45. Spice: “Conjugal Visit” (f/ Vybz Kartel) from So Mi Like It
Though this duet was penned and recorded two years before dancehall megastar Vybz Kartel was convicted to life in prison, there’s a palpable desperation to Vybz’s usually laid-back, jovial vocals that hints at the darkness that must have been encircling his and IRL girlfriend Spice’s lives during the trial. It’s like the 38 year-old knew the fate that awaited him, and it’s curious that while Spice only pines for Kartel’s sexuality, Kartel begs for more, trying to convince her of his love from behind bars. The role reversal of the classic boy/girl R&B duet gives “Conjugal Visit” an unexpected gravity.

44. Lewis: “I Thought The World of You” from L’Amour
Judging by L’Amour (which is a reissue, I get it), Lewis’ 1983 must have consisted of his wife leaving him for his only friend, who had just accidentally burnt Lewis’ house down. The poor guy is so distraught, he can barley bring his voice above a whisper, let alone bring himself to put his suffering into decipherable words. “I Thought the World of You” is the musical equivalent of spinning a cocktail straw in an empty glass, and it hurts sooooo good.

43. Le1f: “Sup” from Hey
Le1f is one of those rare artists whose voice becomes more subversive as it moves closer to the mainstream. His early work was fascinating and esoteric, but to my ears, he really shines on anthemic, streamlined tracks like this. The New Yorker has always had bars, but they often were buried behind noisy, overly arty arrangements, which often seemed designed to separate him from the rap mainstream. Now that the scene is home to an army of diverse voices, I can’t wait to hear the 25 year old embrace it and continue to drive massive tunes like this.

42. Toyboy & Robin: “Better Places” (f/ Alex Adams) from Better Places
It was a banner year for emotional house. Artists like Duke Dumont and Gorgon City captivated big rooms across the globe, while an exciting crop of youngsters rose as a human alternative to mainstream EDM’s mechanized dirge.
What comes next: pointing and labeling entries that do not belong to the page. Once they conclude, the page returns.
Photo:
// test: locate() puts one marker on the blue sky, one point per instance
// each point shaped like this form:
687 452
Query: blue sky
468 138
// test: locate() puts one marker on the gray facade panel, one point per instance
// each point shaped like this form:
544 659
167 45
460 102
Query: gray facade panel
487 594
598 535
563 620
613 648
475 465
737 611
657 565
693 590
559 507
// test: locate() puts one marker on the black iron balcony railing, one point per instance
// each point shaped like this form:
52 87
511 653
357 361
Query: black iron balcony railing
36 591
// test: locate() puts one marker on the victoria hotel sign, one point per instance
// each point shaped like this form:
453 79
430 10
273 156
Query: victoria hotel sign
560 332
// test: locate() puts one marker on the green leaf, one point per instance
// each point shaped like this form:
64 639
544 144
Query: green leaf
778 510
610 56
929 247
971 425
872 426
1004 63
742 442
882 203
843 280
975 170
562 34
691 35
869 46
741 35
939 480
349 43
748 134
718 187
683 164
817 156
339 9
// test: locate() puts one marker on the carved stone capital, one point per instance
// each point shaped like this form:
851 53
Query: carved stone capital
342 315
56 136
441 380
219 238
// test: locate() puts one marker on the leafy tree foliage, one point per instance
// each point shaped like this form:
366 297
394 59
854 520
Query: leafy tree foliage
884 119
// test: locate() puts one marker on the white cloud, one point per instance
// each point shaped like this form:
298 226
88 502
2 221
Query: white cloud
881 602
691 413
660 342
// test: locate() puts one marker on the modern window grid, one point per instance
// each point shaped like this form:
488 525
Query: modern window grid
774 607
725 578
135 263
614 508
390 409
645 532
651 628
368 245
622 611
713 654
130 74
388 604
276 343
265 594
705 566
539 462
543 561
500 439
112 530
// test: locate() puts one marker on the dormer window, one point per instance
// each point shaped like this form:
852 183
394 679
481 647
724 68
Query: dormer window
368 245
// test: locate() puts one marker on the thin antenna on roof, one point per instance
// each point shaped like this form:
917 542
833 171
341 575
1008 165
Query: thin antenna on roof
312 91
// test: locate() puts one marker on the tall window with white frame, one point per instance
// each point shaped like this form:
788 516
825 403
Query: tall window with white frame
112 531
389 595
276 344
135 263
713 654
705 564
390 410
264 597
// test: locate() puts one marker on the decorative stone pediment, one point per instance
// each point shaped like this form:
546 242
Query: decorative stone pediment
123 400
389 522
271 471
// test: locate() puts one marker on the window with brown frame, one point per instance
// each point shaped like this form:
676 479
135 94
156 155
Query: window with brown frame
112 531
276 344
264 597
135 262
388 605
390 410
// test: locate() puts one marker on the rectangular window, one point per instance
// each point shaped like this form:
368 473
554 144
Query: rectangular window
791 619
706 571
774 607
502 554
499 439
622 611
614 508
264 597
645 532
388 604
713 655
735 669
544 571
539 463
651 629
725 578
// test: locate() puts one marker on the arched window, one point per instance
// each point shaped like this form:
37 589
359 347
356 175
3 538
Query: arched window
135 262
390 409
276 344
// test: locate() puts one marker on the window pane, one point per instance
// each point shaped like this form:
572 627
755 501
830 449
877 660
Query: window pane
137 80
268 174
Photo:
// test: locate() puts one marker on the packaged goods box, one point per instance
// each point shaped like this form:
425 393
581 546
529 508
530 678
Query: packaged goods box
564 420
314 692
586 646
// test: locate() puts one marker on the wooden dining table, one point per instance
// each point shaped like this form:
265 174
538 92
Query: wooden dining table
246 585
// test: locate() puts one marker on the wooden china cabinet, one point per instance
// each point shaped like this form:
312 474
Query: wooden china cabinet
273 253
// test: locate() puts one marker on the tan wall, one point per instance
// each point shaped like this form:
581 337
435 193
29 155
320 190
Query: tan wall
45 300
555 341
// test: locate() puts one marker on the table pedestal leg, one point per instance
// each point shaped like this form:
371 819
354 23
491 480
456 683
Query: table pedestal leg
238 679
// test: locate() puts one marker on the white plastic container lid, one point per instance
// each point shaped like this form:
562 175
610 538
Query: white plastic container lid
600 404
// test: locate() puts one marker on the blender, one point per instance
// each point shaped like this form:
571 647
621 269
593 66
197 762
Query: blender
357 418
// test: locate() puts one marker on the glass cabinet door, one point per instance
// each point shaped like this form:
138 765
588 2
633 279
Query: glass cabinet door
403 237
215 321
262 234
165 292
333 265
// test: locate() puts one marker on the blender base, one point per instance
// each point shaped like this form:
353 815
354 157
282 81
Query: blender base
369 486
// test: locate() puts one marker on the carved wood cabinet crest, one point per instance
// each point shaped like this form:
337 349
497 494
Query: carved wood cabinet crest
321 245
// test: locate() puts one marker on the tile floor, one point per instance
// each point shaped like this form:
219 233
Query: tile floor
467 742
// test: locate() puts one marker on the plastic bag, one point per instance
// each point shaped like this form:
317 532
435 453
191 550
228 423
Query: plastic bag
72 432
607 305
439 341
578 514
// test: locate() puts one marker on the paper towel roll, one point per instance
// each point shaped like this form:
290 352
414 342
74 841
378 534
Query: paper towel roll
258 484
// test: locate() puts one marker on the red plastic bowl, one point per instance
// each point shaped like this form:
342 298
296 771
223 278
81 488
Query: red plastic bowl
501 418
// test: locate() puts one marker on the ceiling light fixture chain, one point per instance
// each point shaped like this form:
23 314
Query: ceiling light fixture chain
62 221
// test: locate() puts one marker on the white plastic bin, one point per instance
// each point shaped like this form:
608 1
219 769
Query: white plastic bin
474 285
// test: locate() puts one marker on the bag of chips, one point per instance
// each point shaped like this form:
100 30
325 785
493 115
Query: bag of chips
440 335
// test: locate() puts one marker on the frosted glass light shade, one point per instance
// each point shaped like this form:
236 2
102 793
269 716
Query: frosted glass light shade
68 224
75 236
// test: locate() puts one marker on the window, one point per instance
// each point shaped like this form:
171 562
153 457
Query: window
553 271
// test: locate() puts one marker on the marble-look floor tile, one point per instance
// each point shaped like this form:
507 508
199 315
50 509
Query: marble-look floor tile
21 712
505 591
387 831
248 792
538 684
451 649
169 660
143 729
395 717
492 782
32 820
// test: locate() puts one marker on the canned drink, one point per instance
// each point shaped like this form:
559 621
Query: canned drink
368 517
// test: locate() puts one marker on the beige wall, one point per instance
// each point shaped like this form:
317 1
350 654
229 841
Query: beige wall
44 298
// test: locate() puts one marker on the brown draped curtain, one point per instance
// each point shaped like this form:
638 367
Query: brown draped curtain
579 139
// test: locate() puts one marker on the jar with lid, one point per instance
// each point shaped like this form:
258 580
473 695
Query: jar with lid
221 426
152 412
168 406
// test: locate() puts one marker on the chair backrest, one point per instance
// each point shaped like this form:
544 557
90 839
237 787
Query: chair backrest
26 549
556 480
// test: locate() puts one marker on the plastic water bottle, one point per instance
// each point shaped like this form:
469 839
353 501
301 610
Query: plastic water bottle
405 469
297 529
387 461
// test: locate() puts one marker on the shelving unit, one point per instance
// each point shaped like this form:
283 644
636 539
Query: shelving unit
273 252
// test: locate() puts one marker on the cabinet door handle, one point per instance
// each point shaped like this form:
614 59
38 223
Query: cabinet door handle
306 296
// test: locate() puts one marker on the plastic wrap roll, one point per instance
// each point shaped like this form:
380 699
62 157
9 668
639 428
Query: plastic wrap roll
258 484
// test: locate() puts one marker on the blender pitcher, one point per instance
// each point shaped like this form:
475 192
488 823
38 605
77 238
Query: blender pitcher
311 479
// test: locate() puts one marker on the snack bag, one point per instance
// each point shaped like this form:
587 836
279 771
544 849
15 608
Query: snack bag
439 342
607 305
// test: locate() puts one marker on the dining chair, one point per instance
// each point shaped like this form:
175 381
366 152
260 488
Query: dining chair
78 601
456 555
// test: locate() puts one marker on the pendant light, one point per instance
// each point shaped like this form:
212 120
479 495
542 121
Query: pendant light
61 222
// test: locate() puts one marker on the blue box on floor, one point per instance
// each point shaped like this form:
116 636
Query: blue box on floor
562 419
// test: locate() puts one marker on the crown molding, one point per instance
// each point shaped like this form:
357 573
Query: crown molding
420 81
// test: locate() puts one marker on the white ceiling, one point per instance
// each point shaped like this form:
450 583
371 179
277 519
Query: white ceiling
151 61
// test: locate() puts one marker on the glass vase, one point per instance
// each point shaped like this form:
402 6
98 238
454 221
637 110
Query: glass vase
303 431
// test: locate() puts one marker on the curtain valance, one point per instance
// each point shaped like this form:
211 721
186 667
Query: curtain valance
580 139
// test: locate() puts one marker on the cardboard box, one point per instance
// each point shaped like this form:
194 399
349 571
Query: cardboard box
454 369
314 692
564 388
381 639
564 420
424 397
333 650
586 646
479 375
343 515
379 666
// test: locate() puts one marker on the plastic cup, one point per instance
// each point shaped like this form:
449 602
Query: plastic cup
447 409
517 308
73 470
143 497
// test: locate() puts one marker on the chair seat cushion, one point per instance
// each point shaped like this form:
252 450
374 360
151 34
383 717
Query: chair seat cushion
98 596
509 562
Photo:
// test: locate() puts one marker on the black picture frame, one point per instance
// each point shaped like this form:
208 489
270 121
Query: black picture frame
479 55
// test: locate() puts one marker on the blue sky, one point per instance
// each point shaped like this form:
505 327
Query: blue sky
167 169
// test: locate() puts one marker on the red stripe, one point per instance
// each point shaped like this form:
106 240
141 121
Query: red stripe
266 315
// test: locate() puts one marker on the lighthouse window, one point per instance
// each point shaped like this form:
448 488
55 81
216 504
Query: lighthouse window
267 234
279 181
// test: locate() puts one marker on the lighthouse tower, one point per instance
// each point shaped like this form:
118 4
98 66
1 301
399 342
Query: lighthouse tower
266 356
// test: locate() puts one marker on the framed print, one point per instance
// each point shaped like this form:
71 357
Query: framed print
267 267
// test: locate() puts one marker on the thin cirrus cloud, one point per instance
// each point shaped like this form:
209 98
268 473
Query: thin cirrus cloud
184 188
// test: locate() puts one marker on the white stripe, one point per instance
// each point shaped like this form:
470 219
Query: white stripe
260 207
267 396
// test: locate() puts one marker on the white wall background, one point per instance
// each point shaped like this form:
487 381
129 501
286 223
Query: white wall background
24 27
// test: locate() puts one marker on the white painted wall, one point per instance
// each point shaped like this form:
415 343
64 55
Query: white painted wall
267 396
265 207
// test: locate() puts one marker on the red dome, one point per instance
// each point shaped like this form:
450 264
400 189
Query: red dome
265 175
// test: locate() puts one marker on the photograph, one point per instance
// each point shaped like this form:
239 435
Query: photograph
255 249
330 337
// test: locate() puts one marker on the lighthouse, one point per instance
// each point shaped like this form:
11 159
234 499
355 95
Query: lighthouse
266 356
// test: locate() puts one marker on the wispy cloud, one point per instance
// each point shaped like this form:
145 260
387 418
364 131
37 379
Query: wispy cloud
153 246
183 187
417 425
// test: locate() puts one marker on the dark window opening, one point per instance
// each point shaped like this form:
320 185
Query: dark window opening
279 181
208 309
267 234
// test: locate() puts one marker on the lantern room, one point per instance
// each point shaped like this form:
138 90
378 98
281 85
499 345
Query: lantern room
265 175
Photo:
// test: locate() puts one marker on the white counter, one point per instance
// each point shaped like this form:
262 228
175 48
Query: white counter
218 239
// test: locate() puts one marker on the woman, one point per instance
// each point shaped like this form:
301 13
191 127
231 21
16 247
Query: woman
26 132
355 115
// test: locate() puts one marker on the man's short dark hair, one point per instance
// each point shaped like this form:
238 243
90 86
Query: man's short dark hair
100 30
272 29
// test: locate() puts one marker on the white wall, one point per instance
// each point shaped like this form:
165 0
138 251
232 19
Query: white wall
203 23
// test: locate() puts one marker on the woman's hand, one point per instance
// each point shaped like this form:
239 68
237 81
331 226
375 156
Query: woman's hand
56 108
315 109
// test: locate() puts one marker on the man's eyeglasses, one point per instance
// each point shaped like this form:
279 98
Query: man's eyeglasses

However, none shone as bright as the London duo does here, crafting the kind of ecstatic, life affirming groove that exists in the genre’s most unforgettable moments.

41. Big Quis: “Mayweather” (f/ Payroll Giovanni) from My Turn
Detroit’s Doughboyz Cashout were undoubtedly 2014’s best crew, and two of its heavy hitters combine to hit like a Money Mayweather right cross. Quis has that classic, high-pitched little brother flow, while Giovanni’s timeless, laid-back funk adds a nostalgia to proceedings. It feels like everything I loved about the late-90’s hip-hop I grew up on. More than that, it just feels like winning. I guess 47-0 will make you feel like that.